Yesterday, (November 4th), EPA announced its final research plan on hydraulic fracturing (HF). This study is being conducted at the request of Congress to better understand potential impacts of HF on drinking water resources.  To develop this study plan, EPA held a series of public meetings to receive input from states, industry, environmental and public health groups, and individual citizens.
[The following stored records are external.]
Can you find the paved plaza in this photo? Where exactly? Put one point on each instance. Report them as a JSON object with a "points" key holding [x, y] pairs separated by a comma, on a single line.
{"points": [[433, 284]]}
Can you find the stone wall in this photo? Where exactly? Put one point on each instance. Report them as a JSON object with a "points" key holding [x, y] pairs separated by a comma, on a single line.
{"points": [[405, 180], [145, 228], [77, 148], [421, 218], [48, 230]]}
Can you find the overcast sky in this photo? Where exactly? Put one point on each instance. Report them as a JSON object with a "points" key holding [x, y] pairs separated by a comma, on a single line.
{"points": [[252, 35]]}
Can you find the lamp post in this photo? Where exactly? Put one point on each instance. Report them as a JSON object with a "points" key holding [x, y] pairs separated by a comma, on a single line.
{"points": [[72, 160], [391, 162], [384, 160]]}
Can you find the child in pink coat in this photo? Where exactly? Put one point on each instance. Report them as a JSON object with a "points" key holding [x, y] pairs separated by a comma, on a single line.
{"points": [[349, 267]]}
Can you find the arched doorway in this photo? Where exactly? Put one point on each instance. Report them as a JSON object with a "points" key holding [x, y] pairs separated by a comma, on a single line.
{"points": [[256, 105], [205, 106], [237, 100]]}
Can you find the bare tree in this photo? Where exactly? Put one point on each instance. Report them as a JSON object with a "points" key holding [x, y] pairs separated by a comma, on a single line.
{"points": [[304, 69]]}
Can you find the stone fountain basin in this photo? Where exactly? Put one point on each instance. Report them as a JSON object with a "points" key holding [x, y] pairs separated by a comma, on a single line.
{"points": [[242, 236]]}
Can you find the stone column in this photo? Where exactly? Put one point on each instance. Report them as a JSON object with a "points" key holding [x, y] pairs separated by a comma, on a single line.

The Science Advisory Board (SAB) also reviewed the draft study plan to ensure that it follows a scientifically sound approach.  EPA expects to publish an interim report of results in 2012 and a final report in 2014. EPA also plans to be transparent throughout the study process and release periodic updates for all interested stakeholders.

EPA is working with the U.S. Department of Energy, USGS, states, and other stakeholders to conduct five retrospective and two prospective case studies in various locations across the nation.  The study will investigate the full cycle of water in the hydraulic fracturing process from the acquisition of the water, through the mixing of chemicals and actual fracturing, to the management of flowback and produced water, as well as its ultimate treatment and disposal.  EPA, with support from the SAB, has already begun to undertake some of the study activities including collecting voluntary information from well drilling companies on: chemicals used in the drilling process; standard operating procedures; and water quality data from both gas well owners and operators and private well owners.

Separate from the study, EPA is using existing authorities under the Clean Water and Safe Drinking Water Acts to:  address issues with HF wastewater disposal, treatment, and effluent; and developing guidance to assist UIC permit writers where diesel fuels are added to hydraulic fracturing fluids.